I don’t know…maybe there’s a way *if* all the big companies play nice on both the AI side and the LMS side, but that seems really implausible.

And we’ve seen a million “companies”/apps pop up to put a wrapper on ChatGPT to create a cheat website/app, so I imagine if the big AI companies block it all, the open source models will be taken up by some entrepreneurial cheat facilitator who wants to make bank from desperate students clicking on TikTok ads.

Similar issue with the main AI players adding system card instructions to not do homework on an LMS. Some other AI will quickly fill in the gap if they are not competing with the big companies. Plus the companies obviously want to sell AI as relevant to the new workforce and scientific endeavor and have 0% chance of budging on the idea that many university classes will *want*/need to integrate and use AI as part of college training. So they won’t want it to be blockable, I imagine, even if PR about cheating did somehow hurt them a bit (it doesn’t seem to have touched their bottom line yet…)

I know what you mean about online classes being important for many students, but I also worry about the exploitation of those students if colleges keep accepting their money (ie making students take loans out!) and then many students use AI and graduate without useful skills and have a worthless paper + a bunch of debt. It’s hard to blame students who are busy, have imposter syndrome (and the AI makes their writing sound soo much better!), issues with procrastinating, work full time on top of school…like, it would take inhuman self control not to use AI sometimes. (In my data, 60% of the 700+ undergrads I sampled at an R2 had cheated with AI)

And once you use it to escape/avoid those bad feelings (from procrastination, being overwhelmed, imposter syndrome), doing the behavior of pressing that AI button gets negatively reinforced (ie becomes more likely in that situation in the future because it helped in the moment this time). So they get in a bad habit and soon are screwing themselves over, not because they are bad people, but because they are human. And they see their peers do it anyway, and jobs don’t care about things like how the work gets done, yada yada.

But those students end up with a useless piece of paper, can’t get hired because the hiring manager can also just press the ChatGPT button without having to pay a human to do it, and they still have this college debt for an online degree that sounded so helpful for their life as a full time worker or rural resident, but ended up sucking them (some of them anyway) into the temptation of having AI do all the work and them racking up debt.

I don’t know, I worry about online. A lot. And that’s as someone who teaches some sections online and has also tried to get creative with adapting assignments (e.g., https://teachpsych.org/E-xcellence-in-Teaching-Blog/13504139).

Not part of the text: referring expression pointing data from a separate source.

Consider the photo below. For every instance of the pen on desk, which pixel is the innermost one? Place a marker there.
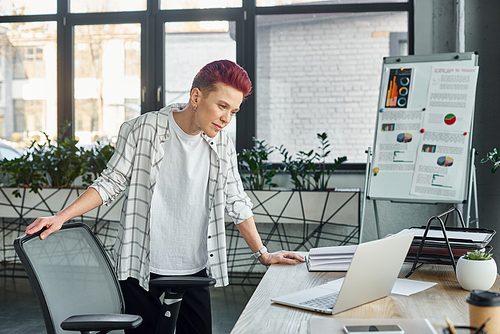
(450, 326)
(482, 326)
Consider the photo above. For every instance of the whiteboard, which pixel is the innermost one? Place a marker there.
(423, 135)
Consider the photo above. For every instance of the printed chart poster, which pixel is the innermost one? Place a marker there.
(398, 88)
(397, 140)
(451, 97)
(440, 164)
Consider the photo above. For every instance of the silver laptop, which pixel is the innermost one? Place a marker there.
(371, 275)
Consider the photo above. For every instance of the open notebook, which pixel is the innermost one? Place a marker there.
(371, 275)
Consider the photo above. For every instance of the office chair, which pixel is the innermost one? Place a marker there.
(77, 288)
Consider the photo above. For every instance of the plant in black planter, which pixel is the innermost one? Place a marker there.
(310, 171)
(55, 164)
(21, 172)
(95, 160)
(257, 171)
(61, 160)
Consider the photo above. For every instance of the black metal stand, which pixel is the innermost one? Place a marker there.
(444, 241)
(443, 229)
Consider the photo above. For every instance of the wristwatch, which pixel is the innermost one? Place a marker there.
(259, 253)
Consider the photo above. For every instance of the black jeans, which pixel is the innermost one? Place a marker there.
(195, 315)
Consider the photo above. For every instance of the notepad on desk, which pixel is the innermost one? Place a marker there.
(335, 258)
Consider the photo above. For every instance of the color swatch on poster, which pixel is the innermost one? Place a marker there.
(388, 127)
(445, 161)
(429, 148)
(450, 119)
(398, 88)
(404, 138)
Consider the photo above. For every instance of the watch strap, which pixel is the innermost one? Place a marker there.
(260, 252)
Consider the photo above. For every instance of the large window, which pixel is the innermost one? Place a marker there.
(321, 73)
(28, 80)
(315, 65)
(107, 78)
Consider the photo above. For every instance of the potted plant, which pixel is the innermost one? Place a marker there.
(255, 169)
(476, 270)
(309, 171)
(45, 178)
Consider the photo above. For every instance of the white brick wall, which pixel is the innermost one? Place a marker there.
(322, 75)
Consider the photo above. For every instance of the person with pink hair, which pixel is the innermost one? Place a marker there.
(179, 172)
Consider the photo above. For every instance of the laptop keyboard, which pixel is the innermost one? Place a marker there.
(323, 302)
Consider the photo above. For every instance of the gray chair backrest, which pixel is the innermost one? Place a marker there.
(70, 273)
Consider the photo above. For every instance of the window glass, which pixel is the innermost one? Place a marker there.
(92, 6)
(27, 7)
(188, 47)
(186, 4)
(107, 79)
(28, 79)
(321, 73)
(268, 3)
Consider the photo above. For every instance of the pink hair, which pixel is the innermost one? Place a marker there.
(223, 71)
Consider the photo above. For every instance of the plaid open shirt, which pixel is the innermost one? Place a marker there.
(134, 168)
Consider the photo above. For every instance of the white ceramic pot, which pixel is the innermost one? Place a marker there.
(476, 274)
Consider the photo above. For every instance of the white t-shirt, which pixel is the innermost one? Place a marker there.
(179, 208)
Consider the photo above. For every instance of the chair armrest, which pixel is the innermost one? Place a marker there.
(101, 322)
(182, 282)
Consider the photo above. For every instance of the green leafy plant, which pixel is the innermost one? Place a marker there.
(21, 173)
(477, 255)
(310, 171)
(257, 170)
(95, 160)
(493, 157)
(324, 172)
(55, 164)
(61, 161)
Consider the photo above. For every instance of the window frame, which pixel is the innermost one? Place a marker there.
(152, 22)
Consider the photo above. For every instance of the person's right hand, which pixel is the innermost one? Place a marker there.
(51, 223)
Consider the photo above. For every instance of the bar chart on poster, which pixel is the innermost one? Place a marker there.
(423, 135)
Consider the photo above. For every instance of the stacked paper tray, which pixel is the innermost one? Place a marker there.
(435, 248)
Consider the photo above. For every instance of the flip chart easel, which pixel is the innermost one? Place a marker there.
(422, 151)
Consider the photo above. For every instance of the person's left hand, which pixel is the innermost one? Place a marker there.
(282, 257)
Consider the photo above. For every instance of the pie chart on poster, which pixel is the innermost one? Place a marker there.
(450, 119)
(404, 137)
(445, 161)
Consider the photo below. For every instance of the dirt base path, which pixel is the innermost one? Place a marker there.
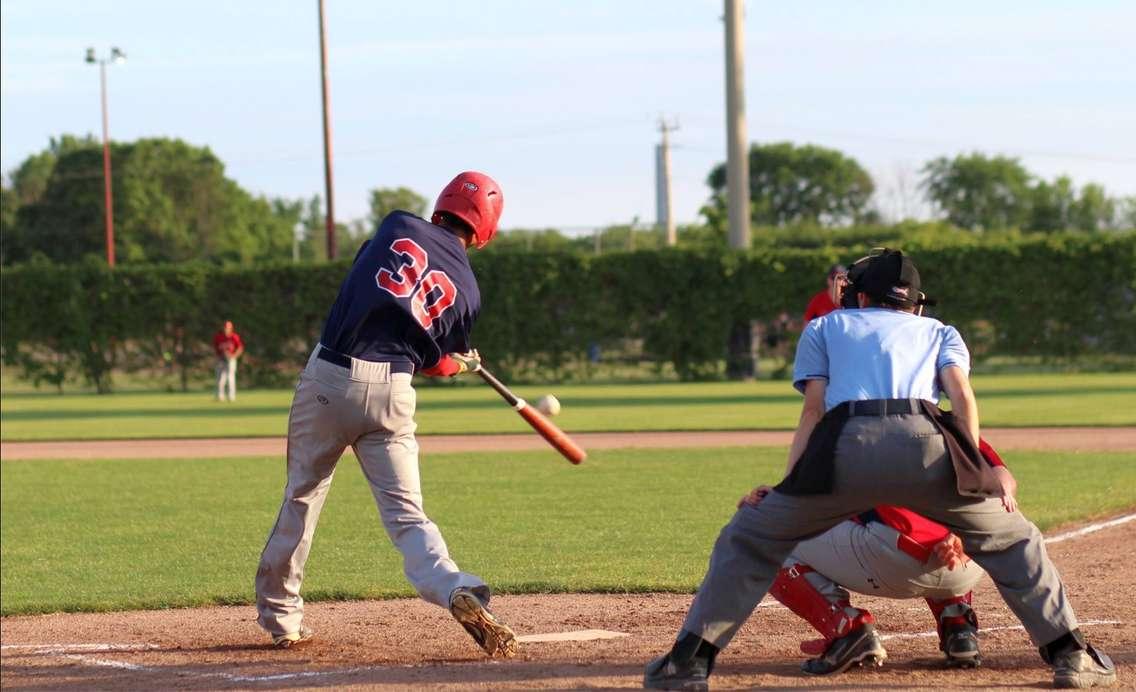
(410, 644)
(1070, 439)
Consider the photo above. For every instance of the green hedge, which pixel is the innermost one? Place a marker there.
(1054, 297)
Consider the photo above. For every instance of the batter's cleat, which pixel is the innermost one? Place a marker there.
(491, 634)
(960, 644)
(293, 639)
(861, 647)
(665, 674)
(1083, 668)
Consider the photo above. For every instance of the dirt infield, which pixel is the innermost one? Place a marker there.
(410, 644)
(1071, 439)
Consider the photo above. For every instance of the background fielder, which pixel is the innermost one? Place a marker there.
(228, 347)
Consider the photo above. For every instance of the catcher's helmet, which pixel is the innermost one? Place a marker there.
(476, 199)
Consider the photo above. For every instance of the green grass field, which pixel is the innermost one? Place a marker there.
(116, 534)
(1105, 399)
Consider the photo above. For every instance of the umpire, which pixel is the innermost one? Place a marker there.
(870, 433)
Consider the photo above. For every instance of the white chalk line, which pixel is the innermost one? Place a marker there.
(987, 630)
(68, 648)
(1089, 528)
(309, 674)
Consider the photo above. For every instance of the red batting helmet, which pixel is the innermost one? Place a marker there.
(476, 199)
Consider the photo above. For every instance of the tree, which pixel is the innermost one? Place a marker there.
(979, 192)
(791, 184)
(10, 242)
(173, 202)
(384, 200)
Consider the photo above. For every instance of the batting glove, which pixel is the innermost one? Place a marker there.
(467, 363)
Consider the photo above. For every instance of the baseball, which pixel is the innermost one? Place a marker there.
(548, 405)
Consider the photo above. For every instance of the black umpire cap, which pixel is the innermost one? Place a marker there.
(891, 277)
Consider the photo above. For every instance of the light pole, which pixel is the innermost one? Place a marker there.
(327, 134)
(117, 57)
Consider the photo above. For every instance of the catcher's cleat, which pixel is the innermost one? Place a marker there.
(491, 634)
(1082, 668)
(861, 647)
(293, 639)
(960, 644)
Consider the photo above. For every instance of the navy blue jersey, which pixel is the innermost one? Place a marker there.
(410, 296)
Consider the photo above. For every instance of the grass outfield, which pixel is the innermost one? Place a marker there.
(1105, 399)
(123, 534)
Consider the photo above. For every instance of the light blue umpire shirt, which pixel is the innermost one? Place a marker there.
(877, 353)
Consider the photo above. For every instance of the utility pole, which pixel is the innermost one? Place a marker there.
(741, 363)
(117, 57)
(662, 206)
(327, 134)
(737, 163)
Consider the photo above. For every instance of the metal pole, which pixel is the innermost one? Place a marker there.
(737, 163)
(327, 135)
(108, 199)
(663, 207)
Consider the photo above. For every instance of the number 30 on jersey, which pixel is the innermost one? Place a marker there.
(429, 296)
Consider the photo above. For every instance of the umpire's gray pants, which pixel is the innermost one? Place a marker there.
(918, 475)
(370, 409)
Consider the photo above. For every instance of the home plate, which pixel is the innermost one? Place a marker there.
(577, 635)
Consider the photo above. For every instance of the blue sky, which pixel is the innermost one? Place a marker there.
(559, 100)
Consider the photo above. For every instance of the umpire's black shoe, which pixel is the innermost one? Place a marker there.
(687, 666)
(665, 674)
(858, 648)
(960, 644)
(1082, 668)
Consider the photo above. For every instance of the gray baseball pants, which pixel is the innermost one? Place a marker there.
(865, 558)
(918, 475)
(372, 410)
(226, 378)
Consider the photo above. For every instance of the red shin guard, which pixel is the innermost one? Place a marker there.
(833, 619)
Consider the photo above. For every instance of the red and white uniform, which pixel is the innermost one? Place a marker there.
(820, 305)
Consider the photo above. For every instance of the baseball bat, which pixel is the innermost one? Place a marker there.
(548, 430)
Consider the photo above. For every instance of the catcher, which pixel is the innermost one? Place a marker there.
(887, 551)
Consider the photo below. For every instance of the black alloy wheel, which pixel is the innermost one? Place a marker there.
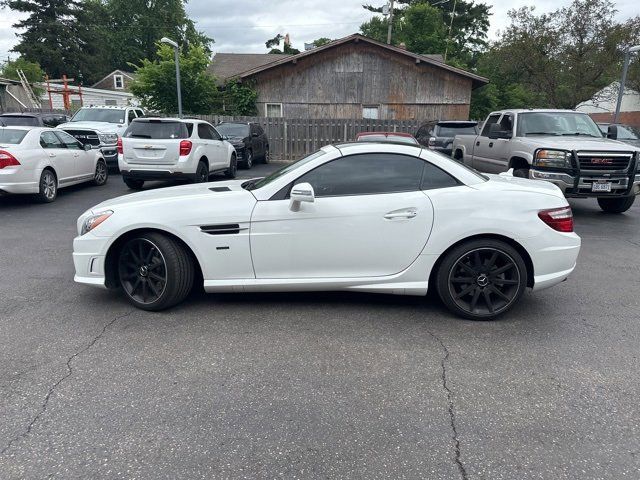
(482, 280)
(155, 271)
(101, 175)
(202, 173)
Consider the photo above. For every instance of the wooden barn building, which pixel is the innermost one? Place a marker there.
(353, 77)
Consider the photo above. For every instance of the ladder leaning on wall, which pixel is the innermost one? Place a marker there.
(35, 102)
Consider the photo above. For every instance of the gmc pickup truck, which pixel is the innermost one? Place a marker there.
(560, 146)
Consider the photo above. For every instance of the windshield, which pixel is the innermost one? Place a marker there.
(18, 120)
(99, 115)
(253, 184)
(450, 131)
(387, 138)
(156, 129)
(557, 123)
(10, 136)
(233, 129)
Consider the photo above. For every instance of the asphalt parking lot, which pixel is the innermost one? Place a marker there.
(313, 385)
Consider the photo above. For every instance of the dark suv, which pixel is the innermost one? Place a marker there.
(249, 140)
(439, 135)
(32, 119)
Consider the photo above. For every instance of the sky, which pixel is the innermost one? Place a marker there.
(240, 26)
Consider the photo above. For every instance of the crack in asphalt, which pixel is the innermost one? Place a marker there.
(52, 389)
(452, 414)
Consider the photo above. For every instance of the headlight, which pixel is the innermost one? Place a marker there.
(94, 220)
(552, 159)
(108, 138)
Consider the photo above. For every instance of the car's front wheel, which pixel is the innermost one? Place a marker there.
(616, 205)
(155, 271)
(481, 279)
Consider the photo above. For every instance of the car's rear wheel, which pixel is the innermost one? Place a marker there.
(101, 174)
(232, 171)
(616, 205)
(202, 173)
(134, 184)
(481, 279)
(155, 271)
(48, 187)
(248, 159)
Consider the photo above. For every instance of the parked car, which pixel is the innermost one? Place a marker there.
(173, 148)
(386, 137)
(100, 126)
(439, 135)
(364, 217)
(559, 146)
(249, 140)
(35, 119)
(622, 133)
(40, 160)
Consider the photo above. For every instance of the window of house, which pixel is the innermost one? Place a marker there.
(371, 111)
(273, 110)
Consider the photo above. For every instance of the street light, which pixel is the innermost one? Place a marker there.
(625, 69)
(176, 50)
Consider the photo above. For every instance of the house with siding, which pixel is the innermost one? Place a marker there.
(353, 77)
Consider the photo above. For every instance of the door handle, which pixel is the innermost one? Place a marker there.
(401, 214)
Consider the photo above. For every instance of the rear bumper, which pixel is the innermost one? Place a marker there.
(567, 183)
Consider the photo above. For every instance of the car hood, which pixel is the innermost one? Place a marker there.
(577, 143)
(102, 127)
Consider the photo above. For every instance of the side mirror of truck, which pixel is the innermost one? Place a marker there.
(495, 132)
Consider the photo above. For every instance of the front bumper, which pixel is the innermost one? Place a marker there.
(581, 186)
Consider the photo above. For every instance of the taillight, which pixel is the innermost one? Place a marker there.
(185, 147)
(560, 219)
(8, 160)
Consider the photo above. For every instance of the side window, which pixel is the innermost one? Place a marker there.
(69, 142)
(50, 140)
(214, 133)
(204, 132)
(366, 174)
(490, 121)
(434, 177)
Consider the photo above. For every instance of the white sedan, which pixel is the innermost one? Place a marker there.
(366, 217)
(40, 160)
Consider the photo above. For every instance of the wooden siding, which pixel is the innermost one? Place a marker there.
(336, 83)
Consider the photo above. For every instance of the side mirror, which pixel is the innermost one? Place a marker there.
(302, 192)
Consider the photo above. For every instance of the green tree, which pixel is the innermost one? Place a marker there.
(155, 82)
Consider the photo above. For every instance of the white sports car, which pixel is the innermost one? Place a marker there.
(367, 217)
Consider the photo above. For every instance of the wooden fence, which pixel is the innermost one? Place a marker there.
(293, 138)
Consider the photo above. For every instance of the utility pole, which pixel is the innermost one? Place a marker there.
(390, 24)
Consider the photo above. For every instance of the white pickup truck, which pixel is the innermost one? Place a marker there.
(560, 146)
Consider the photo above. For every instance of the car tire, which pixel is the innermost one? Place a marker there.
(248, 160)
(232, 171)
(202, 173)
(133, 183)
(47, 186)
(481, 279)
(101, 174)
(521, 173)
(155, 271)
(616, 205)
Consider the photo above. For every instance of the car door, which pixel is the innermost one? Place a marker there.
(84, 161)
(369, 218)
(483, 147)
(59, 156)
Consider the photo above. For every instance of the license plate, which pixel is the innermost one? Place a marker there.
(601, 187)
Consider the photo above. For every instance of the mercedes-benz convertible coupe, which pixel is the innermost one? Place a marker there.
(365, 217)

Anyway, thanks for the great post. We need to get everyone talking about this soon. I showed examples of agentic AI in Canvas at a couple talks this past week and people had their minds blown. Too few profs know that we’re at this stage already.

Daniel Popescu / ⧉ Pluralisk's avatar

Hey, great read as always, you’re totally on point about the immediate threat these agents pose, though it also makes me wonder if we need to rethink assessment design more brodly than just trying to block the tech.